Canada and Mexico Could Set Tariffs on U.S. Beef; Oil Prices Hit a Seven-Year Low
The World Trade Organization Monday said Canada and Mexico can implement tariffs just over $1 billion because of the U.S. Country of Origin Meat Labeling law. An arbitration panel announced the final ruling, which says COOL requirements have cost the U.S. trading partners more than $1 billion. That figure is less than what Canada and Mexico were seeking at $3 billion as the WTO said the export losses were less than claimed by the two countries. A Canadian agriculture official said “If the U.S. Senate does not take immediate action to repeal COOL for beef and pork, Canada will quickly take steps to retaliate.”

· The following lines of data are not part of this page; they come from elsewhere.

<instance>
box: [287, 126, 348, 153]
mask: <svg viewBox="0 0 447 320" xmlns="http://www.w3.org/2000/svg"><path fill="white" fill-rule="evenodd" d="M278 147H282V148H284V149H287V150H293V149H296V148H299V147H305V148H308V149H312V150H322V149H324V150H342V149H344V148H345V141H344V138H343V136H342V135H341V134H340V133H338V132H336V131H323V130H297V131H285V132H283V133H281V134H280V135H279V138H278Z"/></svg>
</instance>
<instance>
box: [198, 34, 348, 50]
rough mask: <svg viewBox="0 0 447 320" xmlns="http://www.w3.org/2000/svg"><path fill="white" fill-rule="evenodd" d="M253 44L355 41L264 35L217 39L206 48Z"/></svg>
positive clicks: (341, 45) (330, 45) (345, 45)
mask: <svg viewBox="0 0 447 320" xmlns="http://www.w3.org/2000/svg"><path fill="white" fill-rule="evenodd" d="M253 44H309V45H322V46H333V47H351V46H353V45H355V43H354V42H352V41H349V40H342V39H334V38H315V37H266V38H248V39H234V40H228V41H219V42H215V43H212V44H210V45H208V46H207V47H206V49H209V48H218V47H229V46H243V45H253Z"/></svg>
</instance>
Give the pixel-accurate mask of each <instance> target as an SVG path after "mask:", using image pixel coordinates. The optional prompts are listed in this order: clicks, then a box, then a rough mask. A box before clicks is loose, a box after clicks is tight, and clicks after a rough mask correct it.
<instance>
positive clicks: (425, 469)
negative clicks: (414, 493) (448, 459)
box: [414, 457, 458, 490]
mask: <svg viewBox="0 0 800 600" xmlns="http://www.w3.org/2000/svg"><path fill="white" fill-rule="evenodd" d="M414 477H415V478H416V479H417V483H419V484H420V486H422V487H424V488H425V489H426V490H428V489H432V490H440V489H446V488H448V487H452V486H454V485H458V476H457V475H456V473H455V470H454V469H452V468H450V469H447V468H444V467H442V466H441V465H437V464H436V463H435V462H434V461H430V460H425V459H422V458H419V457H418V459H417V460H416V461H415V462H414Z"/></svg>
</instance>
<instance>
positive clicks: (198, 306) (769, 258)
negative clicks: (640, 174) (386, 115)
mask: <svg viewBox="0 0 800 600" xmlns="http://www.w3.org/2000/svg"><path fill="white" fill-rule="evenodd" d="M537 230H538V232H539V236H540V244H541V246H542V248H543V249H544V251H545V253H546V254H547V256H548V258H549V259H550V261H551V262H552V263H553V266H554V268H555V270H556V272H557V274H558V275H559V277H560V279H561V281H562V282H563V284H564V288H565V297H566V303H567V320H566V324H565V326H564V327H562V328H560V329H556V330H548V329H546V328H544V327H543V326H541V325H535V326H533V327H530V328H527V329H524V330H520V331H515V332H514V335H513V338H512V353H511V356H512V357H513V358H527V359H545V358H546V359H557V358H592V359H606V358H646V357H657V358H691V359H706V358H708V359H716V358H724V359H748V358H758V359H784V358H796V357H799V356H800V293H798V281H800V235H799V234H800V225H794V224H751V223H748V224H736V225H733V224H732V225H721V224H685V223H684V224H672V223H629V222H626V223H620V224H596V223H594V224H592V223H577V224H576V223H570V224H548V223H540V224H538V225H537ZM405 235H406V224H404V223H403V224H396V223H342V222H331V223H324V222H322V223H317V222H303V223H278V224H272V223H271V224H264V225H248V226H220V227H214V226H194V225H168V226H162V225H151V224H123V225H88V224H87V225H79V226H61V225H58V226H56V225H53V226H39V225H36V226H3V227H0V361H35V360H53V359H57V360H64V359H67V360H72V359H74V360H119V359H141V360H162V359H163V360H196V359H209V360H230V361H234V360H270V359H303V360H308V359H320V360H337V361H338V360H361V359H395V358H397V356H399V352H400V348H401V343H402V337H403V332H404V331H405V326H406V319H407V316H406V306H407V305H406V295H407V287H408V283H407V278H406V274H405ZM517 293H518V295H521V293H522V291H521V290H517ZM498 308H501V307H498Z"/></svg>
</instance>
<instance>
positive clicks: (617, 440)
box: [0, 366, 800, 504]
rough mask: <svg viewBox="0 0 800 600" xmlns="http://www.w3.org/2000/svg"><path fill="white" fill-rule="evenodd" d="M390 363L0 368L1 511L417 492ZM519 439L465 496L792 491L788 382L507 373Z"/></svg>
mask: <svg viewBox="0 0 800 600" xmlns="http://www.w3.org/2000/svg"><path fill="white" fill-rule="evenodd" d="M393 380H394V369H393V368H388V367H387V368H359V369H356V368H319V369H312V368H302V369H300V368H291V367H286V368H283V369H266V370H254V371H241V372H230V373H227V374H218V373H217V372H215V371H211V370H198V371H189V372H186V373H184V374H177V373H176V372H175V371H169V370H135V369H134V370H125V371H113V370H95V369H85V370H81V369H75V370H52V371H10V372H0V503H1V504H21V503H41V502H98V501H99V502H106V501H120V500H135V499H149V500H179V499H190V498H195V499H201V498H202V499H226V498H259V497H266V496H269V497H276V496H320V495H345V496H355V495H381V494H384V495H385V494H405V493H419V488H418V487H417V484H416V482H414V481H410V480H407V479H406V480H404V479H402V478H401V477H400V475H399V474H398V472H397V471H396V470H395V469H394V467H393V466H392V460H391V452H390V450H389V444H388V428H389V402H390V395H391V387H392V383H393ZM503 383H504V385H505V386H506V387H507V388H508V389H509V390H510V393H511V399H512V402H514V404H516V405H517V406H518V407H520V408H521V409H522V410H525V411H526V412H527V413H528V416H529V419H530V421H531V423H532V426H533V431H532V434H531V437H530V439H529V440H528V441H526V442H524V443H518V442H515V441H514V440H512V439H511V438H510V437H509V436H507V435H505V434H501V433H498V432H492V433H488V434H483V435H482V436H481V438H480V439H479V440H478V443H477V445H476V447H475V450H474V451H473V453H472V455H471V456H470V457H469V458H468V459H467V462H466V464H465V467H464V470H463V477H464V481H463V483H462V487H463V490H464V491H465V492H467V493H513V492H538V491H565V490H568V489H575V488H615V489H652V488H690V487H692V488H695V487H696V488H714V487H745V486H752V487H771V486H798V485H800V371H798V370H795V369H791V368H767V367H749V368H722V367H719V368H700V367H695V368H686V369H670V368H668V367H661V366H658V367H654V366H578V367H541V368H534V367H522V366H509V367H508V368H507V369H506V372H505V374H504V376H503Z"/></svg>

Oil priced continued their fall Monday, dipping near a seven-year low on expectations that producers around the world will continue pumping crude at near-record levels in an already oversupplied market. The Organization of the Petroleum Exporting Countries said at a meeting Friday that it will maintain its current production levels, which exceed the group’s output target of 30 million barrels a day. OPEC’s decision contributed to a broad selloff in energy Monday, as warm weather forecasts pushed natural-gas prices to multi-month lows. Oil prices are broadly expected to stay low in 2016 as the market remains oversupplied.